NASHVILLE, Tenn. (WKRN) — A Metro officer is recovering from head and neck injuries after a hit and run crash this weekend.
South Precinct Officer Kristopher Sharpe’s patrol car was struck by a silver Volvo on I-24 on Saturday. According to police, everyone inside the vehicle fled from the scene.
Sharpe is the third Metro officer hit in the last six months.
Last November, officer Jennifer Gladson was hit while deploying spike strips on Cowan Street. In February, Officer Samuel Sundra was hit on I-440 in West Nashville.
“We sign up to serve and we want to do good for the public. But these close calls, it’s very scary, it’s very dangerous,” MNPD South Precinct Commander Keith Stephens said. “Having seen officers that were struck by motor vehicles that were moving, it’s a situation that can easily be avoided just by paying attention to what you’re doing when you’re behind the wheel.”
For some, these incidents hit close to home. Lieutenant Ken Miller is back to fighting crime in Cheatham County after he was hit on the side of the road in 2019 while deploying spike strips.
Despite coming face to face with violence on a regular basis, Lt. Miller said officers are often confronted with danger on roadways.
“One of the biggest risks we run in law enforcement and one of the biggest causes of death for law enforcement officers [is] traffic crashes,” Miller said.
Miller was setting up spike strips to stop a driver who had stolen a patrol car from Montgomery County.
“From the point of impact from when he struck me, I flew about 15 to 20 feet, knocked the stuff out of my pockets, found my glasses off my face, then at that point I was just kind of rolling on the ground for a minute before I was able to get back to my knees,” Miller recalled.
Despite several broken ribs and back and shoulder injuries, he considers himself lucky.
Following Officer Sharpe’s hit-and-run, Miller is begging drivers to move over and slow down when they pass any vehicle on the side of the road with its lights on.
“You’re talking a heavy-duty truck with the back-end almost caved in. Can you imagine what that would be to a human body?” Lt. Miller said. “I mean have you ever hit your finger with a hammer? You know how bad that hurts. Multiply that by a thousand,” Miller said.
As law enforcement puts their lives on the line every day to keep us safe, Miller asks drivers to watch out for them on public roadways.

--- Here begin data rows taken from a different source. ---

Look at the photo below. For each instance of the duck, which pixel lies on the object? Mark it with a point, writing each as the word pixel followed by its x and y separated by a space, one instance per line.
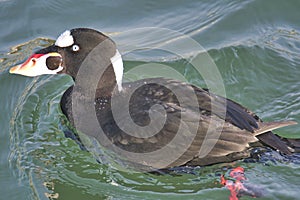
pixel 155 122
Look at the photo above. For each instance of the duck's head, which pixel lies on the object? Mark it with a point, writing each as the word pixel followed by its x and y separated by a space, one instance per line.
pixel 68 54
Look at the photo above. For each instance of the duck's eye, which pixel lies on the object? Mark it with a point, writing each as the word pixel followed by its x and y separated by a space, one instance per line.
pixel 75 47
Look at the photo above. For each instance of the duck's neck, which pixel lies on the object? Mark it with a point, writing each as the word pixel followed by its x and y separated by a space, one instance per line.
pixel 110 80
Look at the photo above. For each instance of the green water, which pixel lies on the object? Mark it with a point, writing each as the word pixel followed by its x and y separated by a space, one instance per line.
pixel 255 45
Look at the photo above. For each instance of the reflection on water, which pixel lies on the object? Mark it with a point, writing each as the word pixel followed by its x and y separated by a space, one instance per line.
pixel 258 60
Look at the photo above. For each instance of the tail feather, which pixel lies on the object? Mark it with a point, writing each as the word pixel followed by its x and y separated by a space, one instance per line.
pixel 269 126
pixel 265 135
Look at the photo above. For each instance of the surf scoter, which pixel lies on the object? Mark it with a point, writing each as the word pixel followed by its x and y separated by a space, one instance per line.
pixel 146 121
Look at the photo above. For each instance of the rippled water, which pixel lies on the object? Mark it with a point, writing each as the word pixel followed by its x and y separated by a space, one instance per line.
pixel 255 44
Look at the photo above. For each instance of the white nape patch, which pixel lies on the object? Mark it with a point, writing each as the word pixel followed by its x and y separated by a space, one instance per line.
pixel 117 63
pixel 65 39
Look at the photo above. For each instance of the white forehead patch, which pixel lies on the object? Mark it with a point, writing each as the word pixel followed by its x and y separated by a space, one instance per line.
pixel 117 64
pixel 65 39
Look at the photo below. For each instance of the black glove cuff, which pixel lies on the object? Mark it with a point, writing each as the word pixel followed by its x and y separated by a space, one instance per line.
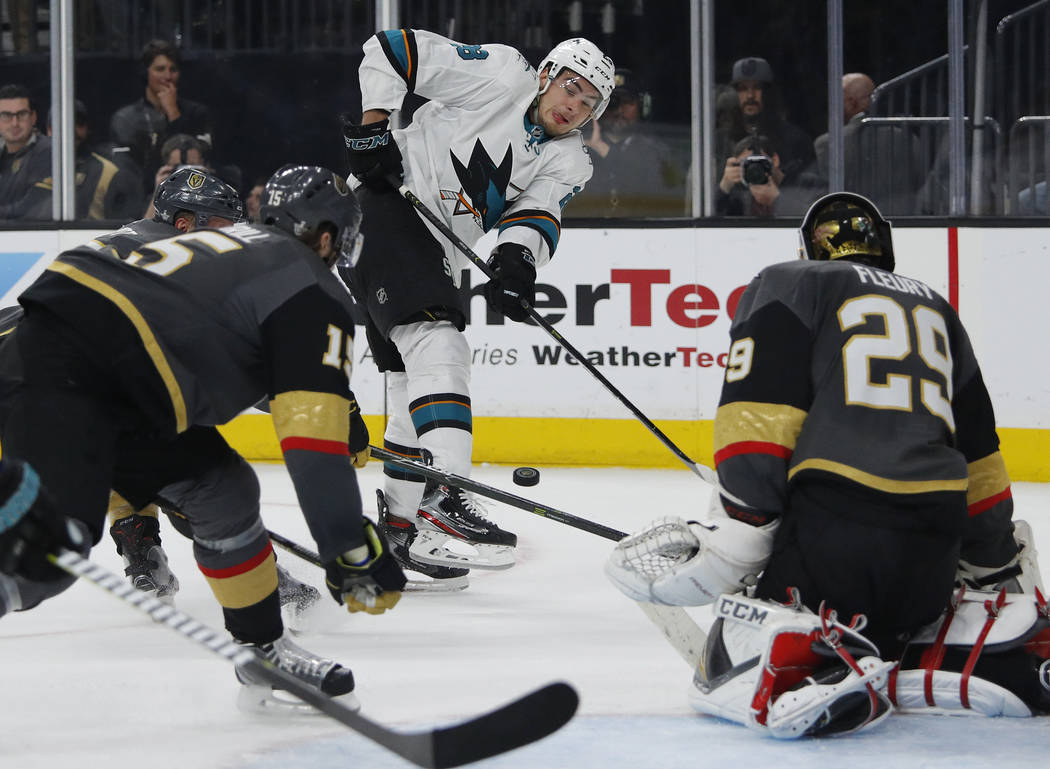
pixel 358 439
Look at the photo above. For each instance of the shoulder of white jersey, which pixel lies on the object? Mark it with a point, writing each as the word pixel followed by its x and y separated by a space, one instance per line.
pixel 570 158
pixel 410 52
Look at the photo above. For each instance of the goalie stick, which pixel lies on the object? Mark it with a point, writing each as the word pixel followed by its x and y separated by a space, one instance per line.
pixel 518 723
pixel 680 630
pixel 705 473
pixel 499 495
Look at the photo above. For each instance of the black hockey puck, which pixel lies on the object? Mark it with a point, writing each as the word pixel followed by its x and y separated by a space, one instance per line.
pixel 526 476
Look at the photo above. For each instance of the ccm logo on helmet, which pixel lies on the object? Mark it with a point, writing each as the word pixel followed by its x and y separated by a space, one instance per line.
pixel 359 145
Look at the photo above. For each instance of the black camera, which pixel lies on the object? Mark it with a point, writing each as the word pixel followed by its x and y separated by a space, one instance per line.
pixel 757 169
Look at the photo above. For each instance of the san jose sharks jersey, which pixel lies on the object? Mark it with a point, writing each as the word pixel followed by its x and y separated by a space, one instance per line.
pixel 845 370
pixel 470 153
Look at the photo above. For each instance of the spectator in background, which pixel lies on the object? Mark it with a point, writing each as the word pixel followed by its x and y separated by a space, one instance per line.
pixel 104 189
pixel 635 173
pixel 881 162
pixel 762 115
pixel 253 200
pixel 146 124
pixel 753 183
pixel 25 153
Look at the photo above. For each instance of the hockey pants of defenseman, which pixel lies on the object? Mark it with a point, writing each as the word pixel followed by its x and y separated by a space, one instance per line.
pixel 231 546
pixel 429 407
pixel 215 494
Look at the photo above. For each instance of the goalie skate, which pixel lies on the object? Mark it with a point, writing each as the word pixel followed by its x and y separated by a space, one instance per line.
pixel 327 676
pixel 422 577
pixel 452 531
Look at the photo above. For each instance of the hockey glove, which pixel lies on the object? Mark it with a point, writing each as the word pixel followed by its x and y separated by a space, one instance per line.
pixel 358 440
pixel 30 527
pixel 513 279
pixel 368 578
pixel 372 153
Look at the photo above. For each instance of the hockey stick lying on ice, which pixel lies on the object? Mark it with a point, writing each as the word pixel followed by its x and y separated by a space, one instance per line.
pixel 705 473
pixel 687 638
pixel 518 723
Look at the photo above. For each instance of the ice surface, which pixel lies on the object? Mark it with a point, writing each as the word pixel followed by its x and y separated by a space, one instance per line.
pixel 86 682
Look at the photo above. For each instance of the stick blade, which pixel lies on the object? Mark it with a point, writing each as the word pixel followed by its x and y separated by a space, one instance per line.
pixel 522 722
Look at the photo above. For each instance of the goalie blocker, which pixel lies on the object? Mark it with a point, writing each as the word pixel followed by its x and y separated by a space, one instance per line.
pixel 793 672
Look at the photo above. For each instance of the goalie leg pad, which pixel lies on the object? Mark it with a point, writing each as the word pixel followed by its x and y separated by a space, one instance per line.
pixel 789 672
pixel 988 655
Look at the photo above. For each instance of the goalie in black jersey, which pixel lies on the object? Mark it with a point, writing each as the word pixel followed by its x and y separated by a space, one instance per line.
pixel 861 478
pixel 184 334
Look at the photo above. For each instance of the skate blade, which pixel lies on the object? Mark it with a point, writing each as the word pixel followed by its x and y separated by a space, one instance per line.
pixel 263 700
pixel 440 549
pixel 421 584
pixel 302 619
pixel 164 596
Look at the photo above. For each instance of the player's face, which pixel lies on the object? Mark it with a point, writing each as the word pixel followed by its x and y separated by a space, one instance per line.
pixel 162 74
pixel 17 121
pixel 567 104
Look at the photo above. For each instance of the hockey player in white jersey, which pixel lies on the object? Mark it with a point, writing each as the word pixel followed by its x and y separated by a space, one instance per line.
pixel 497 146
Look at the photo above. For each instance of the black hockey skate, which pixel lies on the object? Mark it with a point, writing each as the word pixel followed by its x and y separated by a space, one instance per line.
pixel 138 540
pixel 298 601
pixel 458 514
pixel 401 534
pixel 327 676
pixel 452 531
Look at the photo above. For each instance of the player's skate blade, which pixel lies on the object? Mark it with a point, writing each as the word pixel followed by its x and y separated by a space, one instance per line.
pixel 300 603
pixel 263 700
pixel 441 549
pixel 421 584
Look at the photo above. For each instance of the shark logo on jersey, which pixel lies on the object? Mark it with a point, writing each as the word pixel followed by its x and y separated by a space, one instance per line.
pixel 483 190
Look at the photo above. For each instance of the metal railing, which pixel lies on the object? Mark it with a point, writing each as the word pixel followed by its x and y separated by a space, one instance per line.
pixel 1023 63
pixel 1026 166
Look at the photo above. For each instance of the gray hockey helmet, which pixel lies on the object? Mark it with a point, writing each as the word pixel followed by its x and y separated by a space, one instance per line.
pixel 586 60
pixel 198 191
pixel 845 225
pixel 300 200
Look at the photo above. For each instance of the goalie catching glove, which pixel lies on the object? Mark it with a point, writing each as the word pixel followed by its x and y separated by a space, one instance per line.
pixel 372 153
pixel 366 578
pixel 32 527
pixel 513 279
pixel 681 563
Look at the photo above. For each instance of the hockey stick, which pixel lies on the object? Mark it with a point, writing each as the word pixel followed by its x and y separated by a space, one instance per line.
pixel 687 638
pixel 295 548
pixel 705 473
pixel 518 723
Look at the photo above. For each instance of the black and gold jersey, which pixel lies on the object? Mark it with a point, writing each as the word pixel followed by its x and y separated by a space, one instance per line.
pixel 195 328
pixel 843 369
pixel 127 238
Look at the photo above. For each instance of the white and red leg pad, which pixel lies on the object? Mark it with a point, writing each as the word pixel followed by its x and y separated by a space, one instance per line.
pixel 979 623
pixel 788 671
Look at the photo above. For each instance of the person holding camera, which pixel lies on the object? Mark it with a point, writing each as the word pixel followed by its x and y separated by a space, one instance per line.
pixel 753 183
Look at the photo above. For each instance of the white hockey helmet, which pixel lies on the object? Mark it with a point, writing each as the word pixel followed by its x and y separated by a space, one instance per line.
pixel 586 60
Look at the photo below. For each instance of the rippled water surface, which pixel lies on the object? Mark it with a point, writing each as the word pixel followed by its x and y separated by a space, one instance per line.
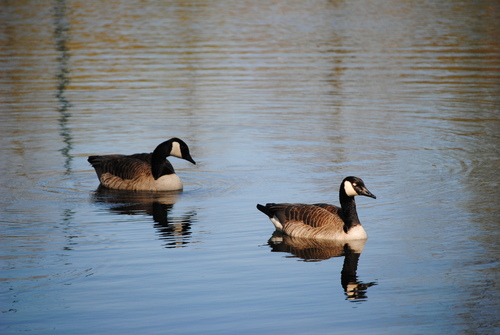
pixel 278 102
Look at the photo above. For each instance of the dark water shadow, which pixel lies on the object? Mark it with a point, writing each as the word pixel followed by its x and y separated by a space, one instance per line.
pixel 313 250
pixel 175 231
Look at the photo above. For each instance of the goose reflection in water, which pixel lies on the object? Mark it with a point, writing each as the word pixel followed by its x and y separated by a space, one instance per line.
pixel 176 231
pixel 315 250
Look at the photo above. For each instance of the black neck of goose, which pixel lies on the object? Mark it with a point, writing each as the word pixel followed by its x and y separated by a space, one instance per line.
pixel 349 213
pixel 160 166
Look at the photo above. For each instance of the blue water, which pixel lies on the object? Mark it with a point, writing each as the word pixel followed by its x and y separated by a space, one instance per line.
pixel 278 102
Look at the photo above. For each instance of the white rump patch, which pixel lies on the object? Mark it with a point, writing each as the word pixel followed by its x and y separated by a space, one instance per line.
pixel 176 150
pixel 349 189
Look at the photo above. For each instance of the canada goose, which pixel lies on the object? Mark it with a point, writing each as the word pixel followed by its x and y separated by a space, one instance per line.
pixel 142 172
pixel 322 220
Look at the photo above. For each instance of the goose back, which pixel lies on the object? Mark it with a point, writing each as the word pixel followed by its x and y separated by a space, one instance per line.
pixel 321 220
pixel 143 171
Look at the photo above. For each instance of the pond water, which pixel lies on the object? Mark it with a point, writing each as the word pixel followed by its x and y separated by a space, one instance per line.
pixel 278 102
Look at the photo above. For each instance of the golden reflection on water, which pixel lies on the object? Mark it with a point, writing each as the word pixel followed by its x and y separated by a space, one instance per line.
pixel 278 98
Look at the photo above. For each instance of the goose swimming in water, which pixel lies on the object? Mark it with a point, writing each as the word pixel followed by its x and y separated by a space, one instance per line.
pixel 142 172
pixel 322 220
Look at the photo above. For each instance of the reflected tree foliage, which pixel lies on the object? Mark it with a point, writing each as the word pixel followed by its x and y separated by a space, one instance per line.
pixel 61 37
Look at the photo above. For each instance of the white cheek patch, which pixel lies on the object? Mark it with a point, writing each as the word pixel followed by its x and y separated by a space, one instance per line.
pixel 176 150
pixel 349 189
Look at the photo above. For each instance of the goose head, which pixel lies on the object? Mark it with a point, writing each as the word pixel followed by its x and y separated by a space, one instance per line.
pixel 353 186
pixel 178 149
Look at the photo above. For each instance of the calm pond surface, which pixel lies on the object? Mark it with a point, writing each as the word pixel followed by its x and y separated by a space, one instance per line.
pixel 278 102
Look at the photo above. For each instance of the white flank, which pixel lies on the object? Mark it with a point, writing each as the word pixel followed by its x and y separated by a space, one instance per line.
pixel 277 224
pixel 169 182
pixel 349 189
pixel 357 233
pixel 176 150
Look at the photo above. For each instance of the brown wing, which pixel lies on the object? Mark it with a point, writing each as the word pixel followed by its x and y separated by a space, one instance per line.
pixel 124 167
pixel 310 215
pixel 331 208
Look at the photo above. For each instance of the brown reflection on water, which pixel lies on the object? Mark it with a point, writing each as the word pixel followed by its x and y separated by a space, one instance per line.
pixel 314 250
pixel 174 230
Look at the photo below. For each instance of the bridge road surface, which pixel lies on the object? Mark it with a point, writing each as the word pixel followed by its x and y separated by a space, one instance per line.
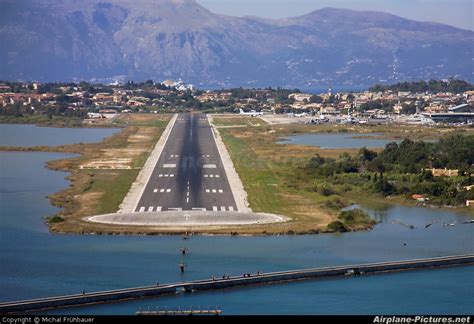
pixel 189 174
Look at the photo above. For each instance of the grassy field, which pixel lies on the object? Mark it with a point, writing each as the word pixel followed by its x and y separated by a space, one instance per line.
pixel 271 173
pixel 59 121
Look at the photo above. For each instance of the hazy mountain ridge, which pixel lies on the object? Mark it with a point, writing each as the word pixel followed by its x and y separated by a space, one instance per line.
pixel 65 39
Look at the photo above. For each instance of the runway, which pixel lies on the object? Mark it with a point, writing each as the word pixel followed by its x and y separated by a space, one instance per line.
pixel 189 174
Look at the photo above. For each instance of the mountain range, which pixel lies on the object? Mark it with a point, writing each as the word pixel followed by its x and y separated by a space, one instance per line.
pixel 97 40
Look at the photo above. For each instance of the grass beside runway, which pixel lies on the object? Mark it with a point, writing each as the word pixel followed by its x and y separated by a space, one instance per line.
pixel 273 178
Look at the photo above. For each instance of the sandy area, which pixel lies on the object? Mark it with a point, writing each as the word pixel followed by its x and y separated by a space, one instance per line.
pixel 187 218
pixel 238 191
pixel 131 199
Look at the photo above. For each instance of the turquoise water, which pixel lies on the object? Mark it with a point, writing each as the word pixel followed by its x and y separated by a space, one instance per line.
pixel 35 263
pixel 337 140
pixel 31 135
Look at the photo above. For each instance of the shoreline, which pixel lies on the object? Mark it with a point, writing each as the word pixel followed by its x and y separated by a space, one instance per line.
pixel 71 165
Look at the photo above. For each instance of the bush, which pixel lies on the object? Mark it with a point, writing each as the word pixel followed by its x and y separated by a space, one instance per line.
pixel 337 226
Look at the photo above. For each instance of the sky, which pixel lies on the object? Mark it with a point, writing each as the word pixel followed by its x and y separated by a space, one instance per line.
pixel 458 13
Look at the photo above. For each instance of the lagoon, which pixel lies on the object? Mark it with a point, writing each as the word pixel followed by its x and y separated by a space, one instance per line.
pixel 31 135
pixel 338 140
pixel 36 263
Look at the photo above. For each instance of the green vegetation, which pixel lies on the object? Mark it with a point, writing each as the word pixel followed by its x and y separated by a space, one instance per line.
pixel 452 85
pixel 55 219
pixel 401 169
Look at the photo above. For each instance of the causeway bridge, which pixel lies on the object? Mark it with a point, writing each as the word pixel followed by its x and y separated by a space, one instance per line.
pixel 231 282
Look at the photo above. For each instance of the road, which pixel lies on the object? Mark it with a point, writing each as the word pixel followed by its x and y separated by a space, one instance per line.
pixel 189 174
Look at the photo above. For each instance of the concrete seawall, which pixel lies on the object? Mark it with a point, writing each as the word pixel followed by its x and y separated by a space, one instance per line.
pixel 239 281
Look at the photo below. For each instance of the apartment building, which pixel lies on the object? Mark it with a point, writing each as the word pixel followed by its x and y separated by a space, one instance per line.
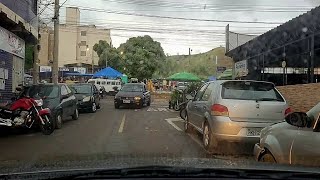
pixel 75 43
pixel 18 27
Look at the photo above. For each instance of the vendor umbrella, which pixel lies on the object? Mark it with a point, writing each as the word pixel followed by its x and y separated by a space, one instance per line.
pixel 183 76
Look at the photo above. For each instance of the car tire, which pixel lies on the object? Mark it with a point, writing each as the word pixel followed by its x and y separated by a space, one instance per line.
pixel 59 120
pixel 75 115
pixel 94 107
pixel 187 126
pixel 267 157
pixel 209 142
pixel 176 106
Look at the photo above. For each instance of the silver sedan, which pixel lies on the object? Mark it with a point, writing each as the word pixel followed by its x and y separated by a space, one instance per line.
pixel 295 141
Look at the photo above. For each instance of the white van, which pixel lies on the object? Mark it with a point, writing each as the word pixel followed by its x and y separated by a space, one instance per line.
pixel 108 84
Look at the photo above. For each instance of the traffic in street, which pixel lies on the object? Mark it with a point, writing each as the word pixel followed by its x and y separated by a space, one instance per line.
pixel 150 131
pixel 159 89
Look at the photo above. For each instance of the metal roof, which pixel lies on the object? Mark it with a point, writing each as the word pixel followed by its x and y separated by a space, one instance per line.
pixel 296 29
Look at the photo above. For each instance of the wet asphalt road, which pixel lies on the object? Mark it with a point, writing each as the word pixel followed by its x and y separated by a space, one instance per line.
pixel 151 132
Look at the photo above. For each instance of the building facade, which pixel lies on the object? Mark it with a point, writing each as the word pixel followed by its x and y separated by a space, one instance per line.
pixel 286 55
pixel 75 43
pixel 18 27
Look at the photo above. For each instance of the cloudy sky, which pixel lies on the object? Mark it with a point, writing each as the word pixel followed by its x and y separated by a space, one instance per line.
pixel 180 25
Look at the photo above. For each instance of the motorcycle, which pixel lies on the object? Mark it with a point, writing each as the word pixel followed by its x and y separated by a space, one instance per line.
pixel 101 92
pixel 24 112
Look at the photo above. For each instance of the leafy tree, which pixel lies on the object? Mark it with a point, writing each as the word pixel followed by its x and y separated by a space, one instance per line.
pixel 111 54
pixel 142 56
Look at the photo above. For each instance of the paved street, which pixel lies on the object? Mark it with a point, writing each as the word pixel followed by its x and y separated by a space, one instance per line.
pixel 154 131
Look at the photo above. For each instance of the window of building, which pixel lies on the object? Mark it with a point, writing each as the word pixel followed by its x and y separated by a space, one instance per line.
pixel 83 53
pixel 83 43
pixel 83 33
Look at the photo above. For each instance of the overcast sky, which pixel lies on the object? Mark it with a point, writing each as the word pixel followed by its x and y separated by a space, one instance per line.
pixel 130 18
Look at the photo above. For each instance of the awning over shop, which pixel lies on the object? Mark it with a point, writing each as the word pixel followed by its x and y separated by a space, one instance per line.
pixel 108 72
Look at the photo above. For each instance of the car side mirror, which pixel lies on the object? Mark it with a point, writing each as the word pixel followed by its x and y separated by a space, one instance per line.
pixel 64 96
pixel 19 88
pixel 298 119
pixel 189 97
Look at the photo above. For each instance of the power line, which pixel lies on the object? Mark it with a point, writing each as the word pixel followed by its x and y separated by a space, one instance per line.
pixel 169 17
pixel 219 7
pixel 200 4
pixel 163 24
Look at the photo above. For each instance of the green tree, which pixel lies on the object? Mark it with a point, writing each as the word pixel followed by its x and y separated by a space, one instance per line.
pixel 142 56
pixel 111 54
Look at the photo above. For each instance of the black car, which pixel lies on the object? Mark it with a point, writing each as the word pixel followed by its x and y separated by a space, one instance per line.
pixel 132 94
pixel 87 96
pixel 59 98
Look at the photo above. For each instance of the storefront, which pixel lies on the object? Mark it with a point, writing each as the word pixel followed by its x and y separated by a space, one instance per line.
pixel 12 54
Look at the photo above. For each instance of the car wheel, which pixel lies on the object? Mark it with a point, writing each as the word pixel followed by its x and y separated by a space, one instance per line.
pixel 59 120
pixel 93 107
pixel 267 157
pixel 98 106
pixel 186 124
pixel 208 140
pixel 75 115
pixel 176 106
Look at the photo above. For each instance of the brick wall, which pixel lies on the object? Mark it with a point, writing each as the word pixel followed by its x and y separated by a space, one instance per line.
pixel 301 97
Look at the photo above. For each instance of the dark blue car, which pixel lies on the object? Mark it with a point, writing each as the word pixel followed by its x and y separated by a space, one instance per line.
pixel 59 98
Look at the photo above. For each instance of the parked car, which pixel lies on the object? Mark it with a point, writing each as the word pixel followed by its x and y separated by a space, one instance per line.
pixel 132 94
pixel 181 86
pixel 294 141
pixel 108 84
pixel 88 96
pixel 59 98
pixel 234 111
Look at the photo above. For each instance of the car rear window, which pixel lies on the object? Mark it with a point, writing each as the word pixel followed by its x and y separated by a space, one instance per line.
pixel 246 90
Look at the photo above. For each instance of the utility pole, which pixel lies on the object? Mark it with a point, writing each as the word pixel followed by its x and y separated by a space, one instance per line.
pixel 92 61
pixel 106 59
pixel 190 50
pixel 55 67
pixel 36 63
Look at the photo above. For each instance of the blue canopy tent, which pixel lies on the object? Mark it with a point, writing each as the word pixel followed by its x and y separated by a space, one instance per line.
pixel 212 78
pixel 77 74
pixel 108 72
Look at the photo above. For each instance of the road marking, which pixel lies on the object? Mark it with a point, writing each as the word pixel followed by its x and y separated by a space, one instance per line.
pixel 122 123
pixel 196 140
pixel 170 121
pixel 151 109
pixel 160 109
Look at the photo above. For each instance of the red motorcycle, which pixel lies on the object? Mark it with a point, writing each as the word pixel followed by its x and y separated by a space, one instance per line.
pixel 25 111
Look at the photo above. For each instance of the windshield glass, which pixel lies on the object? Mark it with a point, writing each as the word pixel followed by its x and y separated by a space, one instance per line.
pixel 44 91
pixel 132 88
pixel 250 91
pixel 82 89
pixel 179 83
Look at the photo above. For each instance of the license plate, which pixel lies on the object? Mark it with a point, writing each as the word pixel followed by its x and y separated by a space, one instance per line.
pixel 253 132
pixel 126 101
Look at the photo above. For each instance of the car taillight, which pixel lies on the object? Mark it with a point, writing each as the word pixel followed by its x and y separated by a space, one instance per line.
pixel 287 111
pixel 219 110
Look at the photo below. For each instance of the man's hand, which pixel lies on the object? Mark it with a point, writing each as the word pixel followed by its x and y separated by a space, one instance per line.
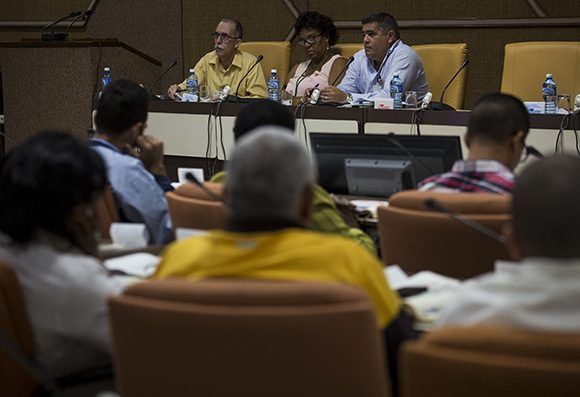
pixel 172 90
pixel 332 94
pixel 151 154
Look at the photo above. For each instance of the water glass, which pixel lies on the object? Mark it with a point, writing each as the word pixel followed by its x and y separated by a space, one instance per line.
pixel 411 99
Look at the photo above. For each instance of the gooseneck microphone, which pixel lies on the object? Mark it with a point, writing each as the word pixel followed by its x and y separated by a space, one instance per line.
pixel 258 60
pixel 161 76
pixel 190 177
pixel 343 70
pixel 435 205
pixel 48 37
pixel 84 16
pixel 393 139
pixel 441 105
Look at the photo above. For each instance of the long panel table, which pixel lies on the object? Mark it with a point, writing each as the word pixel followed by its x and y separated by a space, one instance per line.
pixel 193 132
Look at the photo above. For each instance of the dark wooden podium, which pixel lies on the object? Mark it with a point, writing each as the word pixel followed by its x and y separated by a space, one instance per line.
pixel 51 85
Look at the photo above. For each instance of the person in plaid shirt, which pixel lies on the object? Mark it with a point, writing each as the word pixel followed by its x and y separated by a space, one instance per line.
pixel 496 134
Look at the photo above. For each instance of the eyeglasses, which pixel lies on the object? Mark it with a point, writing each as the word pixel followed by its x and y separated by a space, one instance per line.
pixel 528 151
pixel 309 41
pixel 223 37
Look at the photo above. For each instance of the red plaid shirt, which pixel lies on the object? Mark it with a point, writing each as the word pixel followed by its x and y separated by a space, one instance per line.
pixel 474 176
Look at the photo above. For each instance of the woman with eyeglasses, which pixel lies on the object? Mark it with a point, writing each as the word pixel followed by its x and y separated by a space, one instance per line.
pixel 316 35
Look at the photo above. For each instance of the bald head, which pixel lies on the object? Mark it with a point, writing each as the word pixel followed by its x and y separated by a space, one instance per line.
pixel 546 208
pixel 270 175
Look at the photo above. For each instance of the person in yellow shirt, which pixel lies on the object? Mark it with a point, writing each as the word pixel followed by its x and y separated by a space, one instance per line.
pixel 326 216
pixel 227 65
pixel 269 191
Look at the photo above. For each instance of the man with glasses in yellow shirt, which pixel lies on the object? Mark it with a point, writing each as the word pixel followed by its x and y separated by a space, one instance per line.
pixel 227 65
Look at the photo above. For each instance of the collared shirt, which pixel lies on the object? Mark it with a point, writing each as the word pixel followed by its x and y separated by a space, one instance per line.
pixel 211 73
pixel 287 254
pixel 361 77
pixel 138 196
pixel 537 294
pixel 326 217
pixel 474 176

“Just pay attention and slow down, please, especially if you see an officer or a tow truck driver or construction worker on the side of the road. It’s dangerous enough being out there, but it’s even more dangerous if you’re not being attentive to what you’re doing and what they’re doing.”
As of the end of March, Tennessee had seen at least 36 crashes related to people not moving over or slowing down. THP had also written nearly 200 move-over citations.